First and foremost, behavioral context is critically important. When you’re engaging in a new habit like reading, what time of day are you engaging in the activity? Where are you engaging in the activity, and how does it fit into the rest of your day? Consistency of the behavioral context helps promote robust habits, while highly variable behaviors are slower to crystallize.

Cues and Reinforcers

Two other elements, cues and reinforcers, serve to reinforce or degrade habit formation. Cues are the things that happen right before you engage in the activity, and in strong habits they help trigger the behavior without engaging much conscious effort. Reinforcers are the feelings you experience after the behavior that influence whether you want to continue it. In the reading example, you may pour a cup of homebrewed coffee in your favorite coffee cup when sitting down to read every morning during quarantine, while the reinforcer may be the satisfaction you get in finishing a great book before starting your workday.

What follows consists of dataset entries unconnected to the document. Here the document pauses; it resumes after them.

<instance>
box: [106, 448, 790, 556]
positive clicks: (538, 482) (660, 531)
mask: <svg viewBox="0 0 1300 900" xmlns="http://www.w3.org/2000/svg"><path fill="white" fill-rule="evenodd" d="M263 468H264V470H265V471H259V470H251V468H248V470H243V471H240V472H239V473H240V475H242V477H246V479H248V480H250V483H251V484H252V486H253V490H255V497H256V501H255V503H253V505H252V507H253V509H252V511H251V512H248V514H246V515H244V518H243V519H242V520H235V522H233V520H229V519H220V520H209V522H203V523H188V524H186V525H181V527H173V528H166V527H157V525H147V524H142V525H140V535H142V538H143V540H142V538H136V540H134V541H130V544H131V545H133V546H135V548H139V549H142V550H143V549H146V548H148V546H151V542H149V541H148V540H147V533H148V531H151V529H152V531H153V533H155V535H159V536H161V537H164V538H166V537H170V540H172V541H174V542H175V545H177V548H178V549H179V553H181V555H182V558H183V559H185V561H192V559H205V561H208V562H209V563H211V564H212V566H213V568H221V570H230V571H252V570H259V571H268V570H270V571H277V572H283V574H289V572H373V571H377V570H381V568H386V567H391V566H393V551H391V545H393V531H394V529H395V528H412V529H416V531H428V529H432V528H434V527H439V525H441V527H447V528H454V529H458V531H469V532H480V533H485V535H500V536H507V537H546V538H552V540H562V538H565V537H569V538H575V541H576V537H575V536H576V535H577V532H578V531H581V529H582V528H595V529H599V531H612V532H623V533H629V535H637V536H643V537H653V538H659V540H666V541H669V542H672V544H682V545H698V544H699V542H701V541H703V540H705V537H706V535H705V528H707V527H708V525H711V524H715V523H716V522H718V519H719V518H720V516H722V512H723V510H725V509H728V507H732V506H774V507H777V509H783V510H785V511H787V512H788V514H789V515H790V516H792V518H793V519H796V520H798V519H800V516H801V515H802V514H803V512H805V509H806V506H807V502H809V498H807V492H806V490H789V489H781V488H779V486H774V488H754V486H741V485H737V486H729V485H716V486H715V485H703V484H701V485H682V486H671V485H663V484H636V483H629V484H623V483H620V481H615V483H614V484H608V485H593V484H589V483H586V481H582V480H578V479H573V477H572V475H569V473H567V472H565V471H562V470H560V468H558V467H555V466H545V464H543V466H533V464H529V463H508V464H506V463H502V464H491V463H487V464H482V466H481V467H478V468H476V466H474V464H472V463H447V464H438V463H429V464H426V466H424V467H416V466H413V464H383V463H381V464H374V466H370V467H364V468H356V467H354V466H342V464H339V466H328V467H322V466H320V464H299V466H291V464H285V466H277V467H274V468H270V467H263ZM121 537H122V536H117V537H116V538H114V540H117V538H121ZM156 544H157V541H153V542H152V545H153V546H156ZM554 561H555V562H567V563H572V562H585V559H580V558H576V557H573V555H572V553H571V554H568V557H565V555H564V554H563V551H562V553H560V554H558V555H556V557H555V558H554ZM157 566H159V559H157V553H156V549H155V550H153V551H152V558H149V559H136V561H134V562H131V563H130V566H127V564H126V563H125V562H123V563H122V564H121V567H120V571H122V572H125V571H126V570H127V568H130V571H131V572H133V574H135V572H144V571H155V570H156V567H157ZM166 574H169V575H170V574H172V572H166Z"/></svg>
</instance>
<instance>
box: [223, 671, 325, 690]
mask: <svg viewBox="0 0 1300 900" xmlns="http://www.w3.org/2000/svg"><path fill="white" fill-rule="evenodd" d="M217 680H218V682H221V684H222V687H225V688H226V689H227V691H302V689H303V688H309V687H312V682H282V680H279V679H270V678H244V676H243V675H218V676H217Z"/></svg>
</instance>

Even in the midst of behavioral disruption, those who have been successful in establishing a new habit have likely created unconscious strategies and contingencies that include a consistent behavioral context, stable cues that prompt the behavior and positive reinforcers that promote continuation of the new habit. Whether or not consumers set up these habits consciously, these factors help to support the success of this new behavior.

The good news? From a behavioral science perspective, we can bring these elements out of the shadows and into the more conscious realms. We can consciously increase and influence the likelihood that behaviors can morph into longer-term habits. And furthermore, we can take a series of concrete steps to influence consumer behaviors in ways that benefit our category or brand.